The American Diabetes Association uses 15 grams of carbohydrate as a standard fruit serving. That equals about one small piece of whole fruit, a half-cup of frozen or canned fruit, or three-quarters to one cup of fresh berries and melons. Fruit juice is more concentrated: just one-third to one-half cup delivers 15 grams of carbs with little fiber to slow absorption.

Choosing Fruit on a Low-Carb or Keto Diet

On a standard keto diet, where daily carbs often stay between 20 and 50 grams, fruit choices narrow but don’t disappear. A half-cup of watermelon or strawberries at around 5.5 to 6.5 grams of carbs fits comfortably within a single meal’s budget. Blackberries and raspberries offer even more fiber per serving, which lowers their net carb count further.
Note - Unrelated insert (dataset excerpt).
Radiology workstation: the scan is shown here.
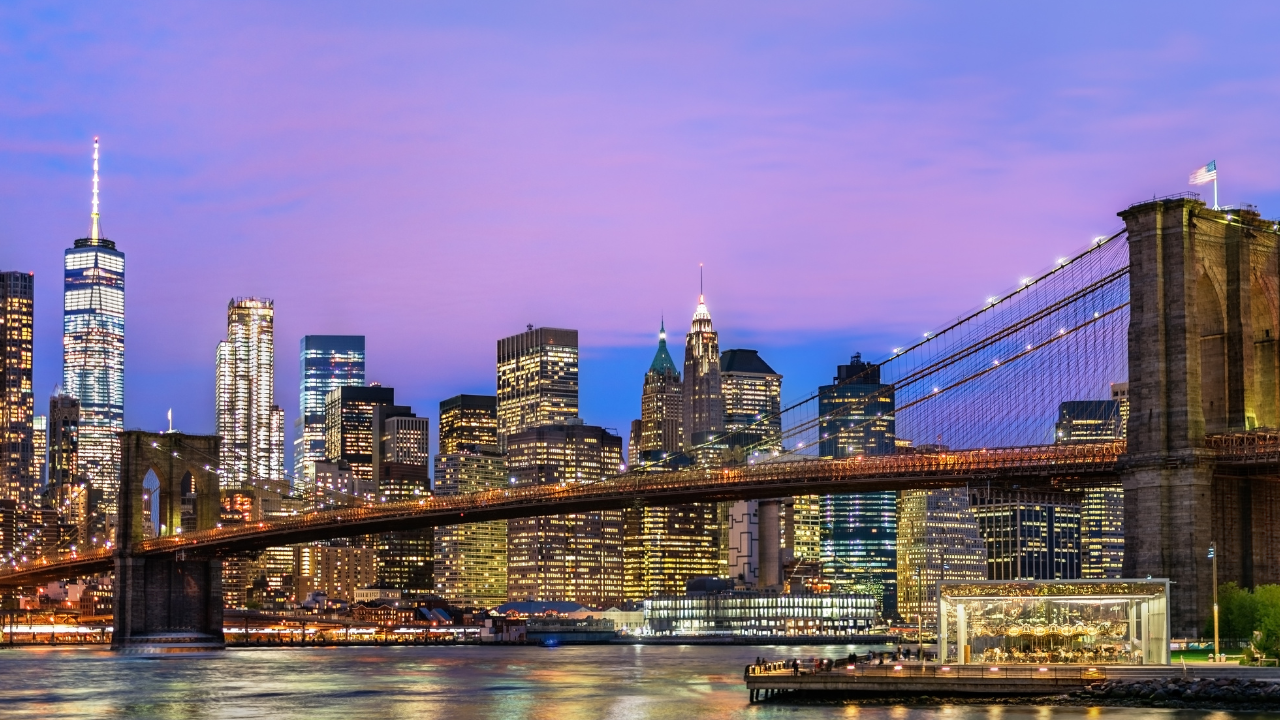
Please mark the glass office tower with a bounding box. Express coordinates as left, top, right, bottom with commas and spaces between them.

Avocado, at roughly 3 grams of net carbs per half-cup, is the easiest choice of all.

The fruits that become harder to fit are bananas, mangoes, grapes, and pineapple, where a single serving can consume a third or more of your daily carb allowance. If you enjoy those fruits, smaller portions (half a banana, a few pineapple chunks) let you include them without going over your limit. The key is knowing the numbers so the choice is intentional rather than a guess.